Cosa significa cambio contratto Enel? Rientrano all’interno della sfera concettuale del cambio contratto Enel servizi quali la richiesta di voltura o la comunicazione di disdetta, così come il cambio fornitore, con il passaggio a una nuova proposta commerciale di una differente azienda. A seguire un breve approfondimento sul cambio contratto Enel.

Cambio contratto Enel: richiesta di voltura

La voltura Enel Energia è l’operazione tramite la quale un utente può richiedere la modifica dell’intestatario del contratto Enel. Per eseguirla, il richiedente deve disporre oltre che dei suoi dati e quelli dell’utenza (codice POD/PDR, codice cliente e ultima lettura contatore) anche dei dati del precedente intestatario. In genere, il processo di voltura viene completato nel giro di 7-14 giorni lavorativi. La voltura ha un costo che si aggira intorno ai 50 euro per la luce e tra i 53 e 68 euro per il gas.

Cambio contratto Enel: comunicazione disdetta

Gli utenti che devono traslocare hanno diritto di presentare la disdetta del contratto Enel. Si può procedere con la disdetta in qualsiasi momento.
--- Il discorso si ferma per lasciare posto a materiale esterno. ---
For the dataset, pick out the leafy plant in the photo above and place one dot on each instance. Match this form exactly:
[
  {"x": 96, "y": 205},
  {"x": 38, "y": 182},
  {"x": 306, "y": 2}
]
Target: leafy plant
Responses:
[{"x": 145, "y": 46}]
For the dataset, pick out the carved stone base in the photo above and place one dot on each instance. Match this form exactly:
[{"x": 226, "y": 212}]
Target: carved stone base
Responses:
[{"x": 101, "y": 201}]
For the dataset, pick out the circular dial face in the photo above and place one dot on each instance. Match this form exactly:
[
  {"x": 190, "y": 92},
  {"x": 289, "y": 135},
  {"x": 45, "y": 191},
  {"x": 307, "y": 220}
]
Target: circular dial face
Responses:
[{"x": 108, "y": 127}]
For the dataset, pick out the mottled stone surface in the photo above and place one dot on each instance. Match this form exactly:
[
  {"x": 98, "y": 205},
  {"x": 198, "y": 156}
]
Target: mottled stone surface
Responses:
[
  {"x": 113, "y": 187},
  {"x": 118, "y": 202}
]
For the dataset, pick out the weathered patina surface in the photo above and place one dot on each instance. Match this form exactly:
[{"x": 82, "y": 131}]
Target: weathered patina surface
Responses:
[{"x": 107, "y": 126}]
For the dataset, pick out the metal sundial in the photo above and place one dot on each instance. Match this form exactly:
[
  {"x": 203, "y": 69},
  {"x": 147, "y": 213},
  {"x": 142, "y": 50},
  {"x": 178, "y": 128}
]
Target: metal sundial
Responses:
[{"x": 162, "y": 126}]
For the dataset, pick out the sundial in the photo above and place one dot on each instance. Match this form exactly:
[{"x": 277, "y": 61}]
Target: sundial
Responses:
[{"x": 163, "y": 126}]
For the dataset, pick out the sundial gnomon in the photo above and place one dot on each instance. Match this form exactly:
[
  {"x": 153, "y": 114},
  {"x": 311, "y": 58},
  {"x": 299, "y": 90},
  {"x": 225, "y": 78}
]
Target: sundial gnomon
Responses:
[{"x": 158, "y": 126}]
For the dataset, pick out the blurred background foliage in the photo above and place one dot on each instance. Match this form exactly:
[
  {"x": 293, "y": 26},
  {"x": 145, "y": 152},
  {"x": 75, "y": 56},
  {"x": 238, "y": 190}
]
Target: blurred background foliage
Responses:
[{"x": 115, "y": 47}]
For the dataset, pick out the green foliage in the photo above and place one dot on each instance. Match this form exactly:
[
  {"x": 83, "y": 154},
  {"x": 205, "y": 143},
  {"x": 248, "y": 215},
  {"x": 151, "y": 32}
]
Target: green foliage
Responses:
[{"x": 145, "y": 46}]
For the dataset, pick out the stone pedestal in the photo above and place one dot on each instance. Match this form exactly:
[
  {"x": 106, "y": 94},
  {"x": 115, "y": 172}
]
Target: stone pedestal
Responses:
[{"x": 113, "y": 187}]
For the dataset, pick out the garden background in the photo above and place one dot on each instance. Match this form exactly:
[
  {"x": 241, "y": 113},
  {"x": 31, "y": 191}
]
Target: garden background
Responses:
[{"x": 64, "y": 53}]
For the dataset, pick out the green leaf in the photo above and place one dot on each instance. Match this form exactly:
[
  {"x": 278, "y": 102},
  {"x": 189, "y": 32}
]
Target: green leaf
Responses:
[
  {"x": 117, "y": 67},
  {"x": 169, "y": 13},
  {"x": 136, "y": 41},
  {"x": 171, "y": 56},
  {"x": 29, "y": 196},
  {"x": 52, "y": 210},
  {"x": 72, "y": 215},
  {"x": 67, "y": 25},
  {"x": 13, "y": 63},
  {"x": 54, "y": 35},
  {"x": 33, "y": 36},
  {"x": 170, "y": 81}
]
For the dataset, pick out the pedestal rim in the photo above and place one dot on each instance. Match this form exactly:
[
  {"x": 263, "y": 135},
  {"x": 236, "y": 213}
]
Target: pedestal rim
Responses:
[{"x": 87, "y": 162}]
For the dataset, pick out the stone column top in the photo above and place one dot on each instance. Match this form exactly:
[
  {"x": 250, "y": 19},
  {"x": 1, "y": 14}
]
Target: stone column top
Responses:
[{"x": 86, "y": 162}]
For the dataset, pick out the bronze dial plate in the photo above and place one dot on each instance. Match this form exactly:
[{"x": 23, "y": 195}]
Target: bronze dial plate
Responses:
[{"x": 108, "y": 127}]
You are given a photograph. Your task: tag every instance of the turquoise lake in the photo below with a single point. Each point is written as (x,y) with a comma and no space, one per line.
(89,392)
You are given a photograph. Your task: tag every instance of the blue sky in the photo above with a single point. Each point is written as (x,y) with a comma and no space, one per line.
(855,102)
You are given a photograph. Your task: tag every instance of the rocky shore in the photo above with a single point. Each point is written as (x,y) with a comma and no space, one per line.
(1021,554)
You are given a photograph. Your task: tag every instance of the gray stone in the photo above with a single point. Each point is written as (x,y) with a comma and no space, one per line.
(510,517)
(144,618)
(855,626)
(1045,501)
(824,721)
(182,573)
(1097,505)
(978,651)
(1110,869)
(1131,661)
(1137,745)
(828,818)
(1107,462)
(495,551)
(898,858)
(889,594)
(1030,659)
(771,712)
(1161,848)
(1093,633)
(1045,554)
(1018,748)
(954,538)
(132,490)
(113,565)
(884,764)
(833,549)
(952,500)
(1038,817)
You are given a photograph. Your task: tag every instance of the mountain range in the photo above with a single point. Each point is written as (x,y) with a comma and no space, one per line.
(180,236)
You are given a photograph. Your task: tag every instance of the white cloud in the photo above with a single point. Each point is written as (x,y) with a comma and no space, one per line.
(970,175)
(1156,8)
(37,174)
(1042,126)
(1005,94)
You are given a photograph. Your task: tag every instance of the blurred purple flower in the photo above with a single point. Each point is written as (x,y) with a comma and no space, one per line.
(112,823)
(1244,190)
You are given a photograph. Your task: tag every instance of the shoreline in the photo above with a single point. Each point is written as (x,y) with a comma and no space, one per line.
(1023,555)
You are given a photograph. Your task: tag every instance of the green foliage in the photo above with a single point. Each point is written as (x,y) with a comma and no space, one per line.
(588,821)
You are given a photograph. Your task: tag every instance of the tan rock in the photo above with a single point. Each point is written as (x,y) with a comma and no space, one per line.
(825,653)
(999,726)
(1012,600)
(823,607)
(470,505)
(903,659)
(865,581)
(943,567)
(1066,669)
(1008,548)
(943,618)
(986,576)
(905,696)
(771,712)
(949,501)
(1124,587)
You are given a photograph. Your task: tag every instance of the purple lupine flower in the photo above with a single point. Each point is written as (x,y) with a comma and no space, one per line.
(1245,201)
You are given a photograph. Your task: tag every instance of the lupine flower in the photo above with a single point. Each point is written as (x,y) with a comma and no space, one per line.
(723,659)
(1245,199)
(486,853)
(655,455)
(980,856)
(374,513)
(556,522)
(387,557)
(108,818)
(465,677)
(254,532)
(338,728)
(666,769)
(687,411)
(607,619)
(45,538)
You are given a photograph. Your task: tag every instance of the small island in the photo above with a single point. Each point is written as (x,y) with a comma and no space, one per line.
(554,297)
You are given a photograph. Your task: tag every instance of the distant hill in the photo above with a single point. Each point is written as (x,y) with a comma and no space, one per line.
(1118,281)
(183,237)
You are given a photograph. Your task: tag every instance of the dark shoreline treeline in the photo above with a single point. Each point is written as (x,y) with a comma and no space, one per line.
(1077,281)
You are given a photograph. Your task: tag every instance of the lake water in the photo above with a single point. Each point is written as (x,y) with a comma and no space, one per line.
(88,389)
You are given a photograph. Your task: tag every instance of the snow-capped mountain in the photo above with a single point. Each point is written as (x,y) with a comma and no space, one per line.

È necessario disporre del codice POD/PDR, del codice fiscale, della lettura del contatore e dell’indirizzo a cui recapitare la bolletta di chiusura.

Cambio contratto Enel: passaggio a nuovo fornitore

Rispetto alla disdetta, il passaggio a nuovo fornitore da Enel Energia non richiede alcuna comunicazione da parte dell’utente. A occuparsi dell’intera pratica è il nuovo fornitore, che comunicherà a Enel Energia l’attivazione da parte del cliente di una nuova fornitura energetica.